A talent reality for all executives is that it’s far less expensive to retain good people than to hire them. In no corporate discipline is that truer than finance — especially at growing companies, which must continually replenish their accounting staff as they scale up.
A new report on talent retention from the Pennsylvania Institute of Certified Public Accountants (PICPA) is aimed at informing accounting firms, but many of its insights are relevant to other companies employing CPAs.
PICPA surveyed two groups for its study:
- 449 CPAs and other accounting professionals in Pennsylvania with three to 10 years of experience. This is called the current talent group.
- 323 CPAs and other accounting professionals nationwide with zero to 15 years of public accounting experience who had left either their employer or the profession within the past five years. This is called the career changers group.
PICPA identified several key findings from the research:
There is no quick fix to improving talent retention. It’s not a matter of simply offering more money, or any single solution, for that matter. When asked what would have increased their desire to stay at their previous employer or in the accounting field, the career changers group had a lot to say.

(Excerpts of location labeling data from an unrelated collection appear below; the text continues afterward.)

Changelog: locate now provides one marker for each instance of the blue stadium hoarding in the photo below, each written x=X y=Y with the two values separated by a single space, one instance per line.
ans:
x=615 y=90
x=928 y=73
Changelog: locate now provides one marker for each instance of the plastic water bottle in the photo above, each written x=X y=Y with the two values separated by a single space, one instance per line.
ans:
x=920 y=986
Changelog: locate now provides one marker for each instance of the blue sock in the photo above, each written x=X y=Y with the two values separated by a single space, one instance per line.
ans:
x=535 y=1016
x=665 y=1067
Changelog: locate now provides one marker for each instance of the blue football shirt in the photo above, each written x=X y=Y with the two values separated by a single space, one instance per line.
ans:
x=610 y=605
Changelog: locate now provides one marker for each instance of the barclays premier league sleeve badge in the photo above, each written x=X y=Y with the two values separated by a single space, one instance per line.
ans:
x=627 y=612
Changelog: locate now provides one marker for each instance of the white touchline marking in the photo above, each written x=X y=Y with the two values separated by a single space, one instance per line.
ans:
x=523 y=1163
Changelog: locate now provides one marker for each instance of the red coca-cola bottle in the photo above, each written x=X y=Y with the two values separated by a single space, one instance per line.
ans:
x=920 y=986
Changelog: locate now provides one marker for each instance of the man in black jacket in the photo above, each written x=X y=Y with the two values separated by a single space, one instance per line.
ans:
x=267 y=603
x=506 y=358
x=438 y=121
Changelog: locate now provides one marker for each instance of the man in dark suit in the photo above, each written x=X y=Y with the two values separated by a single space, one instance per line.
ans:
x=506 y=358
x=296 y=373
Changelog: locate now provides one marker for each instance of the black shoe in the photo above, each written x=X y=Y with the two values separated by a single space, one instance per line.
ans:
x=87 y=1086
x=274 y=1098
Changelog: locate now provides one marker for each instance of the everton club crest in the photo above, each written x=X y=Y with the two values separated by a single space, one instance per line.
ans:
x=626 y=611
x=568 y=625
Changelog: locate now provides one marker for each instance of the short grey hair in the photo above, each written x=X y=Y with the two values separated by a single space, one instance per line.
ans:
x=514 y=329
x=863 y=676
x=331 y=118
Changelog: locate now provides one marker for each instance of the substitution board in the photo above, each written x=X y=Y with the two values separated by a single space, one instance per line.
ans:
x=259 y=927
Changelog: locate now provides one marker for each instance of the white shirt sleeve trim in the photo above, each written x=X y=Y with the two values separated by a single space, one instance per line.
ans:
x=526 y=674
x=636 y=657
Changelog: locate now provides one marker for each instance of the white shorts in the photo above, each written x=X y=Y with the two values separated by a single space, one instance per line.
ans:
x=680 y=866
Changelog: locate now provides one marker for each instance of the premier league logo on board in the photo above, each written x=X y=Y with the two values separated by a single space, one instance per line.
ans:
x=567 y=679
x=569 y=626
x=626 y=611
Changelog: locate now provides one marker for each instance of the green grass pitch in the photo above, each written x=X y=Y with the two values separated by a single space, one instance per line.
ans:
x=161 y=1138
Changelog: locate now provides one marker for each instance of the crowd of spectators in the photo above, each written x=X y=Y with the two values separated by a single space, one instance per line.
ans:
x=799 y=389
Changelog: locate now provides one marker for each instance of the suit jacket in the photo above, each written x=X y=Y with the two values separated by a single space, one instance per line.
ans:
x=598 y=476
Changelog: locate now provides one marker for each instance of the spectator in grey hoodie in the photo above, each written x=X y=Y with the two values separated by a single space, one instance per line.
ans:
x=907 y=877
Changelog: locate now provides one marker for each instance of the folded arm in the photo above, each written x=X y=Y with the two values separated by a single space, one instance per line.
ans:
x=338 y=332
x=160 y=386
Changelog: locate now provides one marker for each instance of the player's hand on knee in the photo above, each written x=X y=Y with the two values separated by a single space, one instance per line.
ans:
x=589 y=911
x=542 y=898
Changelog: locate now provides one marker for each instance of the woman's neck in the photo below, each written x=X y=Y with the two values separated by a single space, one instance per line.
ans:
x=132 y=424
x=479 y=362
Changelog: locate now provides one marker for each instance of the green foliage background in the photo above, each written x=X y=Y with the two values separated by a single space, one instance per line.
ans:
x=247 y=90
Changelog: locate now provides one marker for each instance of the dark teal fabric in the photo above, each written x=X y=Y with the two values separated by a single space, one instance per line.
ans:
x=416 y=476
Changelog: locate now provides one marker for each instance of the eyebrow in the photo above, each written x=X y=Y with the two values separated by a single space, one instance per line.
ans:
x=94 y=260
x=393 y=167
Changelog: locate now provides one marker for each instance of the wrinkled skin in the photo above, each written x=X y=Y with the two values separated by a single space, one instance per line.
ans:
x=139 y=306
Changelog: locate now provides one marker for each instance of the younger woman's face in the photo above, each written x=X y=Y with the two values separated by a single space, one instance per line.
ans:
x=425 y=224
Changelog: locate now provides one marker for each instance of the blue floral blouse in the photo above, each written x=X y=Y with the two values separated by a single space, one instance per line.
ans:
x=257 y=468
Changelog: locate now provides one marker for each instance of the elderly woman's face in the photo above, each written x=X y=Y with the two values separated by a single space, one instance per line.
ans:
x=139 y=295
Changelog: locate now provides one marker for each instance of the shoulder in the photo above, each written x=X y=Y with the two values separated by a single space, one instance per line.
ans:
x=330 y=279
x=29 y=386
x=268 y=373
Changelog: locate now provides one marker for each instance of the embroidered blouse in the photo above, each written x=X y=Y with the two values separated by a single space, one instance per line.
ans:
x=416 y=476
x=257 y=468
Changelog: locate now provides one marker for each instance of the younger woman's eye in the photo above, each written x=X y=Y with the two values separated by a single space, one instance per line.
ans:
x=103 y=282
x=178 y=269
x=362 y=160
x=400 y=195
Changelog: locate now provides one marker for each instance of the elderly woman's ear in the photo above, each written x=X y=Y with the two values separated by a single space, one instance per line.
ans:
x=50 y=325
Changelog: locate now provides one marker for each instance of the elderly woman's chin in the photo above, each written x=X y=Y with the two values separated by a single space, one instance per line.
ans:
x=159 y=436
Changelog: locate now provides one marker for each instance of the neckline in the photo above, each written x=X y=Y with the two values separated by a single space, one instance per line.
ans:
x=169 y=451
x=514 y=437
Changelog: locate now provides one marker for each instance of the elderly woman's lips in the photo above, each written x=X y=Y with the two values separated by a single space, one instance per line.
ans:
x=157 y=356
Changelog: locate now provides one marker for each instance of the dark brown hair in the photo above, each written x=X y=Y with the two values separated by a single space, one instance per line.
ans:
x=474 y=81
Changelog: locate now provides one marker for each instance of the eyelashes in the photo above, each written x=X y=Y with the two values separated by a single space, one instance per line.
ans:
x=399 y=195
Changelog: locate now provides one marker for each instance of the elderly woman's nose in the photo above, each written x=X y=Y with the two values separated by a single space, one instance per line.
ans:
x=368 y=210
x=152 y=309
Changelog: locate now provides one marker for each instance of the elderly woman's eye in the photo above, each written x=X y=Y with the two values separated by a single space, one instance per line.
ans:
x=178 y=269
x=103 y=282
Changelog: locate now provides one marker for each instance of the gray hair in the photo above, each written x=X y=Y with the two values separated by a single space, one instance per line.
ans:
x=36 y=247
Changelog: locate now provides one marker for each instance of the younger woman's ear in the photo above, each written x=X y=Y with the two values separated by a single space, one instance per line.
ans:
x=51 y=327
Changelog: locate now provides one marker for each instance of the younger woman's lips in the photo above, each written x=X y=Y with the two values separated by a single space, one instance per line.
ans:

“The surveyed professionals left their firms or the profession for myriad reasons — with the top seven all being rated within a few points of each other,” PICPA wrote in its survey report. “When employees leave, it is typically because of the aggregated effects of a number of factors.”
Counseling employers to “retain the whole person,” PICPA provided a list of no fewer than 38 options that those employing accountants could offer in a bid to boost retention.
Most survey participants want to stay in the accounting profession and with their current firm. The current talent group was asked to rate, on a seven-point scale, their desire to stay in public accounting over the next five to 10 years. A majority (57%) rated that desire at five or higher, indicating a strong wish to stay.
When asked about their desire to remain with their current firm, 73% rated it at five or higher.
PICPA, noting that more accountants want to stay with their current employer than want to stay in the profession, said it could point to “an interesting point of competition.”
“Accounting firms are fighting more with outsiders than with competing firms,” the report said. “It’s not enough to be a more appealing employer than other firms. Your value proposition needs to compare favorably against the broader labor market.”
Workload management in the accounting field is broken. Survey participants were asked what would increase their desire to stay with their employer or the accounting field. For the current talent group, the top response was working hours being capped (for example, at 40-50 hours per week).
Heavy workloads are “hurting recruitment and retention of staff, and have become a self-perpetuating problem,” PICPA wrote. “If your firm is serious about effective talent retention, you need to prioritize work-life balance strategies for your employees.”
Interestingly, for the career changers group, the top issue was not total hours worked, which was ranked sixth, but rather a desire for more flexible work options around hours and location.
While compensation is not everything it is, of course, important. Almost half (47%) of the current talent group said their desire to stay at their firm or in the profession would increase if salaries were higher.
“The profession still has work to do on increasing financial incentives,” PICPA said. “Progress is being made, but accounting is a pay-laggard among most financial professions.”